Subject: RE: xslt on server-side vs. client-side
From: "Hunsberger, Peter" <Peter.Hunsberger@xxxxxxxxxx>
Date: Fri, 16 Nov 2001 10:42:51 -0600
client vs server software costs
Chris,

If there is use of the XSLT on the client side then you may save some costs,
in some cases.  However, I think I was clear that, in restricting this to
1000 different clients for 1000 total passes, that no reuse was
happening...? 

In that particular case, suppose that we have two units of work:  some HTML
we want to produce on the browser and some XML and XSLT we want to transform
to produce this HTML.  The odds that the XML/XSLT combined in size are
smaller than the HTML are extremely low (at least for the XSLT I've written,
it is a rather verbose language!).  So, there are no traffic savings in the
simple scenario that I've described (if the XSLT is reused on the client
it's a different matter).

Now let's also suppose that the work to process the XML/XSL is equal to the
work to render the HTML (a likely generous assumption): 2 units of work
total.  Then sending the work to 1000 clients results in 2000 units of total
work being done.  If you do the same processing on the server, the XML/XSLT
will already be at least partially cached (on a properly designed server the
efficiency of re-running the transform will be high). I've seen work loads
drop by orders of magnitude for subsequent passes, but let's say the result
is a 50% reduction in work load (again being generous).  In that case, the
total work done with the processing on the server is 1000+1+499.5 = 1500.5
units of total work (1000 units of client rendering, 1 full pass on the
server and 999 passes at 50% of the original cost).  A more realistic
scenario would see something like 4000 units of work on the client side and
1000+4+399.9 = 1807.8 doing it all on the server).

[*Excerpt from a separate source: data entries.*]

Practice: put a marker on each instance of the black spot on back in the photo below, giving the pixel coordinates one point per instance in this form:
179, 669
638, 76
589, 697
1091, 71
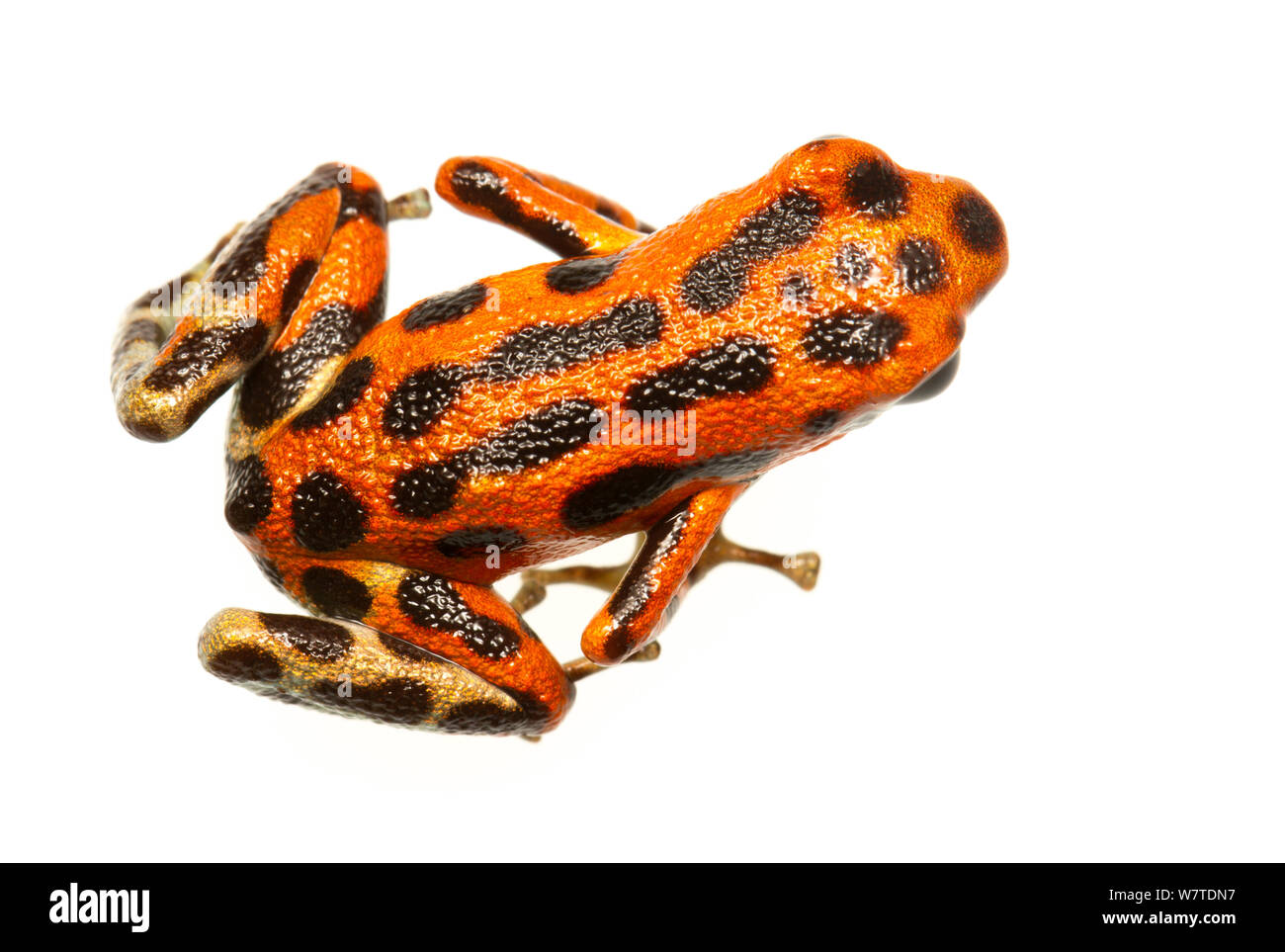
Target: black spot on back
406, 650
275, 383
326, 514
875, 188
418, 401
547, 348
201, 351
244, 663
476, 185
617, 493
977, 222
920, 265
441, 308
719, 278
739, 365
322, 642
581, 274
534, 440
822, 421
431, 601
852, 337
425, 489
343, 393
475, 543
249, 493
335, 592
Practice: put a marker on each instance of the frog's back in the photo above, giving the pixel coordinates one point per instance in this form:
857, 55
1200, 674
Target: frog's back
543, 411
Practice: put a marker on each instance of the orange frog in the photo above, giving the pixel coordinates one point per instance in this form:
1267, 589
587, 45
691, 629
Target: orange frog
385, 475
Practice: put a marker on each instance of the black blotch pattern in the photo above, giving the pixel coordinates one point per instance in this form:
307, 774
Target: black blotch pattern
977, 222
335, 592
822, 421
617, 493
326, 514
425, 489
343, 393
441, 308
405, 649
474, 543
920, 265
269, 568
476, 185
275, 383
545, 348
875, 188
296, 287
418, 401
396, 700
201, 351
249, 493
244, 663
631, 488
852, 265
739, 365
936, 382
356, 203
852, 337
743, 464
322, 642
719, 278
432, 603
483, 717
534, 440
245, 257
581, 274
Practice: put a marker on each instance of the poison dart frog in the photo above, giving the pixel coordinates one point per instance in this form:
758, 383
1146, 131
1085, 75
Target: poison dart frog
386, 473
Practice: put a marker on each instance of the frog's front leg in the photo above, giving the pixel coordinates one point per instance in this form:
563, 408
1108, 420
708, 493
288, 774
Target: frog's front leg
183, 344
397, 647
566, 218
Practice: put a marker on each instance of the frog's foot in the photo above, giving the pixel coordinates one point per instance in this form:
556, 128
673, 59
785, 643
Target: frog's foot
801, 568
411, 205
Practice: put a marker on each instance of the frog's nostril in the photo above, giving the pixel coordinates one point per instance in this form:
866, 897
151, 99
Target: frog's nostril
936, 382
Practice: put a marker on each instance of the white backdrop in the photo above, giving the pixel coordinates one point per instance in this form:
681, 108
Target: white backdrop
1048, 625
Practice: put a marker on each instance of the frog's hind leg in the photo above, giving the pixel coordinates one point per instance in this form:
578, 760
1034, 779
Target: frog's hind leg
675, 554
566, 218
397, 647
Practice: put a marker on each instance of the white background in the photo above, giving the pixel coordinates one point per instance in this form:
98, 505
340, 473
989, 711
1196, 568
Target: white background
1049, 620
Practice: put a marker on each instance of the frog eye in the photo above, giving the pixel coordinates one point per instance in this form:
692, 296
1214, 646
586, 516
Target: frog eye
936, 382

Don't misunderstand me, I'm a big believer in distributed computing -- I
founded the distributed computing Project for SHARE (now SHARE/GUIDE) some
12 or so years ago.  However, the original assertation that sending an
XML/XSLT transform to the client somehow automatically saves electricity
just doesn't pan out.  

Yes, there are cases where sending a transform to a client make sense.
However, many people seem to use the  MS IE combination to process XML/XSLT
simply because they don't have the ability (knowledge/whatever) to process
it on the server side.  In such a case, it's likely not sound ecological
reasoning that's driving the decision!